The aspect of the sequester debate that annoys us most is that the dollar amounts involved are so much smaller than the level of anxiety implies.
Non-defense domestic agencies have to get by with 5 percent less.
Plenty of American businesses and households have had much larger chunks plucked from their income over the past five years yet they managed to continue operating without drastic effects.
Millions of Americans had their paychecks shrink by 2 percent since the start of the year when the payroll tax "vacation" ended.
Yet there's no evidence of economic Armageddon.
But the government's different, right?
Not really, no. For most affected agencies, just as with most businesses, the biggest bill is paying the people who do the work.

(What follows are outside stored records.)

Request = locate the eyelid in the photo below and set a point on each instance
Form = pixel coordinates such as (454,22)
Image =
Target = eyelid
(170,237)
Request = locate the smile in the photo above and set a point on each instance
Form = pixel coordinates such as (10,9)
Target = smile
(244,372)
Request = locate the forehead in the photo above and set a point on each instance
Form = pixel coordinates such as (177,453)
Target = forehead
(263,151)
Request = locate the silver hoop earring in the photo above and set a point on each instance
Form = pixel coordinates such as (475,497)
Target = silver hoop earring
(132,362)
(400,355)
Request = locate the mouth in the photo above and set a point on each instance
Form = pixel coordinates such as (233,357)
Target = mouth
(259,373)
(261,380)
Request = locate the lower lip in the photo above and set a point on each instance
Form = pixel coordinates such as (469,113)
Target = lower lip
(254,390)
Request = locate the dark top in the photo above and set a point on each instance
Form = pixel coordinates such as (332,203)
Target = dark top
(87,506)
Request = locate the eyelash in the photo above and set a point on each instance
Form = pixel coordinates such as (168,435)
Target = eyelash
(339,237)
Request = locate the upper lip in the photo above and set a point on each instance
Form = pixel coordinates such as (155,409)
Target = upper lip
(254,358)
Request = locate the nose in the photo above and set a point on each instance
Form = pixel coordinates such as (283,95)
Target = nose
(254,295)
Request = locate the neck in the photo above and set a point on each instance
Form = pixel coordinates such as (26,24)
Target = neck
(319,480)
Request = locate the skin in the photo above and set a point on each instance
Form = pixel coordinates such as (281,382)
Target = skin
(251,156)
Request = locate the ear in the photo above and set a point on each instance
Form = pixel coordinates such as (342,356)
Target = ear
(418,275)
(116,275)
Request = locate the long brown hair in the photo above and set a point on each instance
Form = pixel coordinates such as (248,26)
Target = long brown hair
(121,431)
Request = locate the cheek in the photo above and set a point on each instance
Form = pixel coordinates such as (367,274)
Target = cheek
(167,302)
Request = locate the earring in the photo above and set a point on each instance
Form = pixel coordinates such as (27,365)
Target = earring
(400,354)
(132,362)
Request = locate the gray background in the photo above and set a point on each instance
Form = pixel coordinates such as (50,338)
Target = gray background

We find it difficult to believe that the federal government can't maintain its current level of service if each worker has to miss an extra day per month, or if agencies have to close a half-hour earlier than they do now, either of which would achieve the 5-percent goal.
That's no crisis. It shouldn't be, anyway.
We're not so naive to believe that the sequester won't have economic consequences, but for every minor effect - fewer air show performances by military stunt pilots, for instance - there are woeful tales of kids being sent home from Head Start, or babies deprived of formula.
That the sequester plan includes at least as many of the latter as the former suggests to us that these cuts were poorly planned from the start. Rather than deal with its budget issues in a sober, responsible way, as most Americans have done, their government relies on hyperbole and fear-mongering.